Gallagher and other Republicans have blamed the state’s gas tax, which Democrats raised in 2017 under Brown to repair roads and bridges and expand mass transit, as a contributor to higher prices at the pump. Gallagher also has blamed the state’s climate change agenda for driving up the cost of utilities.
The federal stimulus is credited with boosting the fortune of the state’s least well off.
The state’s poverty rate fell from 16.2% in 2019 to 12.3% in 2020, according to the Public Policy Institute of California.
But experts caution that inflation and the expiration of federal programs could threaten that progress. Without the child tax credit, for instance, 1.7 million children are at risk of falling deeper into poverty, the Budget & Policy Center has said.
More than half of California’s residents with incomes below $50,000 were struggling to pay for food, housing, and medical costs in March and April. Black, Latino and other families of color were among those most likely to be struggling, the center reported.
“We’ve got a strong labor market,” said Sarah Kimberlin, a senior policy analyst with the center. “But even if you can find a job, that doesn’t mean that you can afford to pay the rent and get food on the table.”
The governor unveiled a variety of other measures he said were aimed at easing the inflation burden. Those proposals included $2.7 billion in rental assistance and $1.4 billion in past-due utility bill assistance. He also proposed a waiver of child care fees for low-income families estimated to cost $157 million.
“Even if you can find a job, that doesn’t mean that you can afford to pay the rent and get food on the table.”
Newsom also proposed $933 million be used to provide cash payments of $1,500 for hospital and nursing home workers, while reserving $304 million for health insurance premium assistance for families.

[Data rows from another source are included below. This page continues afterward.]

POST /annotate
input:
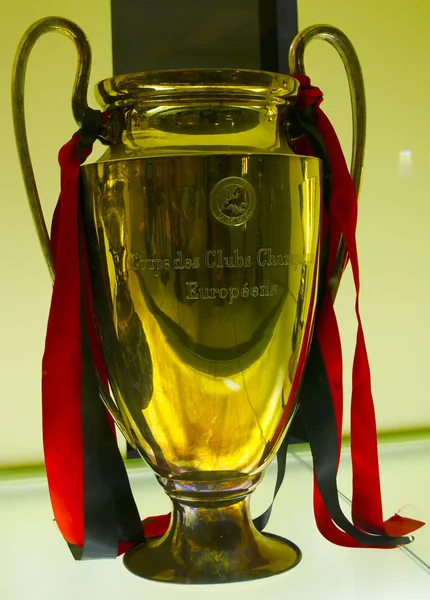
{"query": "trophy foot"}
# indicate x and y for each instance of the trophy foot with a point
(212, 543)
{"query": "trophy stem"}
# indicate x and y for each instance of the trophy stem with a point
(211, 542)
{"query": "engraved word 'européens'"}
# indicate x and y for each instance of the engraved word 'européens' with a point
(194, 292)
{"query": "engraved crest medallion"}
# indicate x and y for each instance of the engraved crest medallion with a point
(232, 201)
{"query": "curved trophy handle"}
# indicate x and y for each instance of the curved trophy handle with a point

To offset freighting costs, the governor proposed a $439 million pause on the state’s diesel tax.
The governor also announced that the state’s minimum wage is set to increase to $15.50 an hour next year due to the inflation hike.
Some Democratic legislators and their allies are pushing Newsom to take a different approach.
Assemblyman Miguel Santiago, a Los Angeles Democrat, plans to promote a bill he authored that would enable the state to extend the expired federal child tax credit. Santiago’s bill, backed by United Ways of California, would provide a $2,000 payment per child to families that earn $30,000 a year or less.
“It is a chance for the Legislature to send a clear message of prioritization,” said Anna Hasselblad, director of public policy for United Ways of California.
Any form of relief would be welcome to Paniagua, a 38-year-old mother of three living with her husband in a two-bedroom apartment in the coastal Ventura County city of Port Hueneme.
In a phone interview, Paniagua said her family survived the pandemic only because her husband kept his job at a local nursery. He is undocumented, she said, and so would not have qualified for 2020 federal relief.
In 2021, her family benefited from state stimulus checks for the undocumented, she said, and from goods from a local food pantry and some CalFresh benefits available to her because her son was enrolled in school.
This year, she said, the high cost of living has stretched her family thin. With her rent increasing $200 in July to $2,100 a month, she has taken to using the Flipp phone app to search for deals on necessities such as milk, yogurt and baby formula for her 7-month-old baby girl.
Gone are any trips to the movies, or the occasional splurge on In-N-Out burgers, a favorite of her children, she said.
This article is part of the California Divide project, a collaboration among newsrooms examining income inequality and economic survival in California.